Version control according to myself
===================================

* what do we want to record ?

All SCM systems are able to record the insertion and deletion of some
lines of code.  But most users of those systems have noticed that this
is not enough.

For example, keeping track of the move of a C function from one C file
to another, or even within a single file, cannot be accurately
described by just a deletion in one place and an insertion in another
place.  When this is done, and we have to merge our line of
development against another one, in which changes were done to the
implementation of same function, we get a useless conflict, whose sole
cause is an implementation "detail".

We thus have a 3rd essential operation to take into account, and it
was enough for me to start thinking about the problem of
version-control.  But looking at darcs I realized it was just one more
special case: renaming a token (something that's supported by darcs)
is another one.  And we can think of many more.

I hereby start an incomplete list, to be extended.

- code insertion [2]
- code removal
- code movement
- scoped token renaming [1]
- reordering of a function's arguments
- code duplication [3]
- file splits [4]

[1] includes darc's global token replacement, but also renaming of
local variables, OO methods, C static's, and the like, as well as file
renaming.  This means changing a specific (set of) declarations and
the uses of the declared item, restricting the substitution to correct
occurences only, providing a way by which some otherwise-valid
occurences may be untouched by the transformation, and other
complicated stuff.  This may be complicated by generated tokens,
either generated at build-time using preprocessor concatenation, or at
runtime (think dynamic linking through dlopen/dlsym, and lisp-like and
other introspective languages.

[2] not only _lines_ of code !

[3] often enough cut'n'paste is used to start similar code using a
template

[4] that's mostly a combination of move (of semantic contents) and
copy (of headers inclusion and the like)


* what's so special about files ?

Files have been taken as the unit of version-control by most SCM
systems.  Many of them actually use existing file-level tools
underneeth, as exemplified by CVS' use of RCS.  This approach was so
much undiscussed that the simple concept of renaming/moving a
versionned-control file has caused much trouble to many implementors,
when it was implemented at all - here again the venerable CVS comes to
mind, but many other SCM systems, including commercial ones, suffer
from this problem.

Still looking at how to solve the general issue of code moves, I
meditated on the way SCCS stores the history of a file.  Basically, on
first checkin the original file content appears as-is within the SCCS
history file, and this content is then chunked into blocks as the need
arises, making use of #if-like constructs to make it possible to
restore a given version of the file.

Whereas this structure does not possibly handle moving a block of code
from one place to another (since the reading of an SCCS archive and
the resolution of those #if's is completely linear), the idea of
splitting a block on-demand into sub-blocks seems to provide a key to
the problem.  If we only store blocks of code, and make each revision
of a file be a list of the blocks that make it up, we've basically
solved the problem of moving a block _within_ a file.
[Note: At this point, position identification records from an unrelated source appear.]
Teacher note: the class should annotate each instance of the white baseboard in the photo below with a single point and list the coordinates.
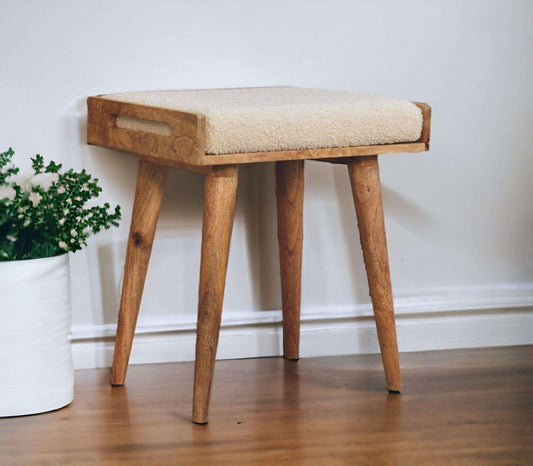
(436, 319)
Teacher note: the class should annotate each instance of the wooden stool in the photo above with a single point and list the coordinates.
(212, 132)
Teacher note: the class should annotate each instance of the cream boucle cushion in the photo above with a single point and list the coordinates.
(284, 118)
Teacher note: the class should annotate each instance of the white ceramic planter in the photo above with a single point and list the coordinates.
(36, 373)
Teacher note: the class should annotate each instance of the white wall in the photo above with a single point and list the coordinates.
(459, 218)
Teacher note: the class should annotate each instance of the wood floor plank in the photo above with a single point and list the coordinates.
(457, 407)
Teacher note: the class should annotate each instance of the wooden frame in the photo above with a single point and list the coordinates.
(185, 147)
(180, 143)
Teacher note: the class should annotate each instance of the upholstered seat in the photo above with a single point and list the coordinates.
(282, 118)
(213, 132)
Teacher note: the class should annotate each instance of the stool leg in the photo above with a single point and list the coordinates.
(366, 188)
(219, 204)
(290, 196)
(148, 195)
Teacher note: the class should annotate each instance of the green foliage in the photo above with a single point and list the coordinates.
(49, 213)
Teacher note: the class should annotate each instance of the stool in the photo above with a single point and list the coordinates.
(212, 132)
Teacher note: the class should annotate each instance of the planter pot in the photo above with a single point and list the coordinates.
(36, 373)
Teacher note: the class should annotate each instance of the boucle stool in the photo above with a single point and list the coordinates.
(212, 132)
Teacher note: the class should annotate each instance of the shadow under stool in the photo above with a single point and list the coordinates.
(212, 132)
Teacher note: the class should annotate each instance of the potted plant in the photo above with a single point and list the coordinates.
(43, 217)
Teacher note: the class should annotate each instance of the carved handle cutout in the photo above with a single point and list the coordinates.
(146, 126)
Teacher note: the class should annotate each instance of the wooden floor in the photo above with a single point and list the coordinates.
(457, 407)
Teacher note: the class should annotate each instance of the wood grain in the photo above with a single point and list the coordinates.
(366, 189)
(462, 407)
(426, 126)
(330, 152)
(185, 144)
(289, 200)
(219, 204)
(185, 147)
(148, 196)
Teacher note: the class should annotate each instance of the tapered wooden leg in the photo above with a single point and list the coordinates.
(366, 188)
(148, 195)
(219, 204)
(290, 196)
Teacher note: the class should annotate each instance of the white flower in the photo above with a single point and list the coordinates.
(7, 192)
(44, 180)
(19, 179)
(35, 198)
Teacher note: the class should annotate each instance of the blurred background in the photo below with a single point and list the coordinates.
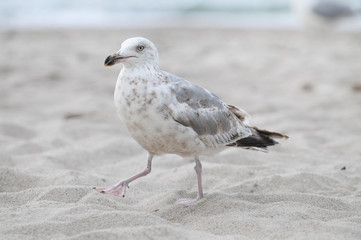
(162, 13)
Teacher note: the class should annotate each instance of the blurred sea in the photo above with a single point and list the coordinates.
(145, 13)
(128, 13)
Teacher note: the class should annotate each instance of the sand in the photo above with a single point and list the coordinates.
(60, 136)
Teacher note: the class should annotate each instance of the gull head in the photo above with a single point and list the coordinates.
(134, 52)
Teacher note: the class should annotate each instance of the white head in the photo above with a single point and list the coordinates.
(135, 52)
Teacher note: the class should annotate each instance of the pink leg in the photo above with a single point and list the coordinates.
(120, 188)
(186, 201)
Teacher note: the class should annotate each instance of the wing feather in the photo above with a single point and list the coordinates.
(211, 118)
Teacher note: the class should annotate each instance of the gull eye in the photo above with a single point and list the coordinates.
(140, 48)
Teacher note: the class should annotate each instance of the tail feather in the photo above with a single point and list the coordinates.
(259, 140)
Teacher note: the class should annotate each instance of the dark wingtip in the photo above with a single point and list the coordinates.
(109, 61)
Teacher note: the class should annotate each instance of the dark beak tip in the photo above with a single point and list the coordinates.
(108, 61)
But since many sequences of blocks will be common to many revisions,
we'll have to handle a hierarchy of blocks.  A given function will be
seen internally as a block made of a sequence of blocks, each of which
being possibly either literal code, or sequences of other blocks.

And then, what about the file ?  Well, it can surely be seen as just a
block in this hierarchy.  And then, seeing the directory as a block
made of (named) file blocks, and the project as a block containing
files and directories, will allow us to handle cross-files moves of
our code items.

As a goodie we can even note that moving a file inside the hierarchy
has become exactly similar as moving a code statement.  Renaming a
file is dependant on how a directory gets represented, but I guess
it's mostly similar to renaming a function.  Similarly, uses of the
file's name will have to be kept in sync


* necessary knowledge of the structure of what we deal with

Many of the features mentionned above suppose that the succession of
operations done on the code between 2 checkins gets tracked, probably
by the editor program, otherwise it has to be guessed, which is a
costly and not-completely-automatable process.

Many of those features (mostly those in [1]) also need information
about the language(s) you're dealing with, or they'll not be able to
work correctly.

In short, this is really no piece of cake :)


Yann Dirson <ydirson@altern.org> - 2003-08-06